DETAILS surrounding the SA state government's multi-million water deal to help support interstate farmers have been slow to emerge, raising concerns the package will not benefit SA's drought-affected farmers.
In exchange for $98 million, including a $10m SA Drought Resilience Fund, the state government announced late last week it would increase operations at the Adelaide Desalination Plant, to supply water to Adelaide residents.
The first 40 gigalitres produced will be the same amount of River Murray water made available to southern Murray-Darling Basin irrigators upstream.
But Primary Producers SA chair Rob Kerin said there was "something missing" from the state and federal governments' water plan.
"There are a range of questions that I have not heard answers to, but we should know more in the near future," he said.
"We have given our opinion to the government about what we believe needs to happen with the drought fund, but industry needs to understand the money is about preparing for the next drought, not fixing this drought."
SA Water Minister David Speirs said details of the Drought Resilience Fund had not been decided.
"We just needed to make sure the additional $10m was part of the deal - it is too early to say what it will be used for," he said.
"This deal came at no cost to SA and the state government is not providing money for the deal.
"We are being paid to turn the desalination plant on.
"We had a lever we could pull. The federal government asked us to pull it and we did, but it could not be at any cost to us."
Mr Speirs also said it was a "once-off" deal, otherwise the state's water security would be in jeopardy.
"To keep the desalination plant going at this capacity in the future, it would have to be under different circumstances," he said.
"We are interested in utilising the plant more, but that is a conversation for down the track.
"Our water security will remain the same."
There will be a review in April to assess if a further 60GL will be redirected in the same manner.
Mr Speirs did not provide any further comment when contacted by Stock Journal.
State opposition water spokesperson Susan Close said greater assurance that SA would not be "worse off" was needed.
"The desalination plant is our water security insurance policy - it's not there to bail out upstream governments from approving water efficiency projects," she said.
"SA needs to know it will not be exposed to water restrictions if a hotter-than-usual summer arrives."
Omar Station's Mark Phillips has ceased supplying mains water to 25 water troughs because of "crippling" costs on his 10,000-hectare property between Morgan and Burra.
After just 50 millimetres of rain fell on the Florieton property last year, Mr Phillips was forced to resurrect a non-functioning bore.
"If you put a cost on fixing the bore, it would be $10,000," he said.
"If water can be supplied at a lower cost interstate through the deal, it can be supplied at the same rate for us."
Mr Phillips did not think the water deal would be used to help support SA farmers.
"They will blow it on running the desalination plant and not a cent will go to supporting SA's drought-affected farmers," he said.
Mr Phillips also said farmers were battling more than water cost-related issues.

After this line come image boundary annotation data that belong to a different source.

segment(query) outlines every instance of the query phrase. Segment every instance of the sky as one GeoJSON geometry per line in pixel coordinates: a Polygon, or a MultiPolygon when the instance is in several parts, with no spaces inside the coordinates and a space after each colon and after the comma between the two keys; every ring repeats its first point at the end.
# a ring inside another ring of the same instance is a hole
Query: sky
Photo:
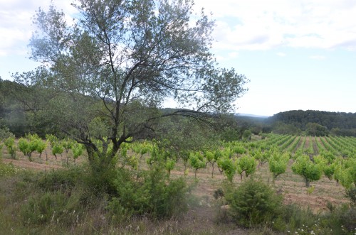
{"type": "MultiPolygon", "coordinates": [[[[70,16],[68,0],[53,0],[70,16]]],[[[250,82],[236,113],[356,112],[356,1],[195,0],[216,20],[211,49],[250,82]]],[[[31,16],[51,0],[0,0],[0,76],[33,70],[31,16]]],[[[70,16],[68,16],[70,17],[70,16]]]]}

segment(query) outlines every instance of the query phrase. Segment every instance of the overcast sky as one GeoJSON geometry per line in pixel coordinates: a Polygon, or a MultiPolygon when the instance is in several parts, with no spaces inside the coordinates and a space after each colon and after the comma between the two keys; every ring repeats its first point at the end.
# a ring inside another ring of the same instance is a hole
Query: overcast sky
{"type": "MultiPolygon", "coordinates": [[[[0,0],[0,76],[33,69],[31,17],[50,0],[0,0]]],[[[68,0],[53,0],[68,13],[68,0]]],[[[356,112],[356,1],[196,0],[216,21],[220,66],[251,82],[236,112],[356,112]]]]}

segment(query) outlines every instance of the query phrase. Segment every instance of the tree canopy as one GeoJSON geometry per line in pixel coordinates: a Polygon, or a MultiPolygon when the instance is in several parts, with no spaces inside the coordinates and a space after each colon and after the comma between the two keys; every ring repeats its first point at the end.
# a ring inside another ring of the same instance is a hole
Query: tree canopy
{"type": "Polygon", "coordinates": [[[110,160],[122,143],[154,132],[165,116],[201,121],[203,114],[231,111],[248,80],[218,67],[210,52],[214,21],[203,10],[195,13],[193,5],[78,0],[73,22],[53,5],[40,8],[29,46],[43,65],[15,80],[34,94],[43,92],[44,102],[32,104],[36,117],[85,144],[92,160],[110,160]],[[168,98],[181,109],[160,111],[168,98]]]}

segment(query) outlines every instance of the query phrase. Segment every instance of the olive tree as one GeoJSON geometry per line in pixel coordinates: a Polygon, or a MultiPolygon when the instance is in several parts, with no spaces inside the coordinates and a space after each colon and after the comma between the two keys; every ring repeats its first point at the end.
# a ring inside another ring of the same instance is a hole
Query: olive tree
{"type": "Polygon", "coordinates": [[[159,119],[204,120],[234,110],[246,91],[244,75],[218,67],[210,52],[214,21],[194,13],[191,0],[73,6],[78,13],[70,23],[53,6],[36,11],[29,45],[43,65],[15,80],[51,92],[43,115],[85,146],[97,169],[114,165],[123,143],[152,136],[159,119]],[[162,113],[167,99],[178,109],[162,113]]]}

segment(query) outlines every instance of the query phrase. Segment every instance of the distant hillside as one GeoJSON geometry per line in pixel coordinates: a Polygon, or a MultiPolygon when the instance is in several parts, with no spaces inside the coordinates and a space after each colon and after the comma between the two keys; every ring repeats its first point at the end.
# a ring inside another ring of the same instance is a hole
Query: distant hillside
{"type": "Polygon", "coordinates": [[[356,135],[356,113],[315,110],[292,110],[278,113],[266,119],[268,124],[282,123],[305,131],[308,123],[318,124],[337,135],[356,135]]]}

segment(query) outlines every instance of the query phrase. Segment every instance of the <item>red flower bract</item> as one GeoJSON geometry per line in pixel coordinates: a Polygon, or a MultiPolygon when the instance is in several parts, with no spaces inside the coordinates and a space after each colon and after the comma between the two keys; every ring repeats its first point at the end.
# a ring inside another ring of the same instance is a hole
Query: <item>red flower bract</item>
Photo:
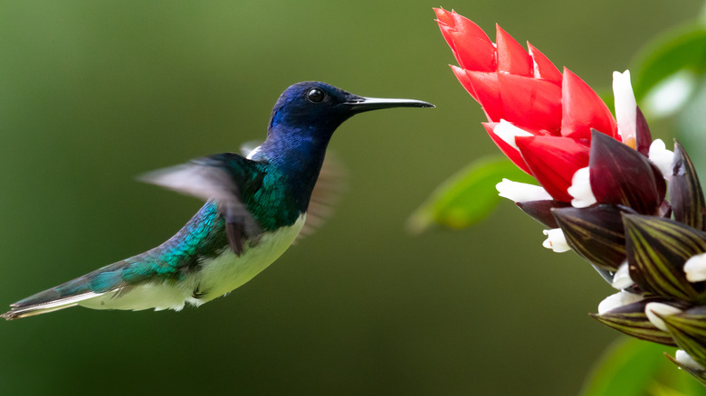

"I pay up to $10,000 a year for council rates and I pay mains water supply charges for taps I do not turn on - this is what's hurting us," he said.
"Most farmers who have heavily destocked are also being hit with huge tax bills.
"The state government has failed to address that the same farmer who makes a higher wage than usual in one year, will also be without an income for the next two to three years - it's ludicrous."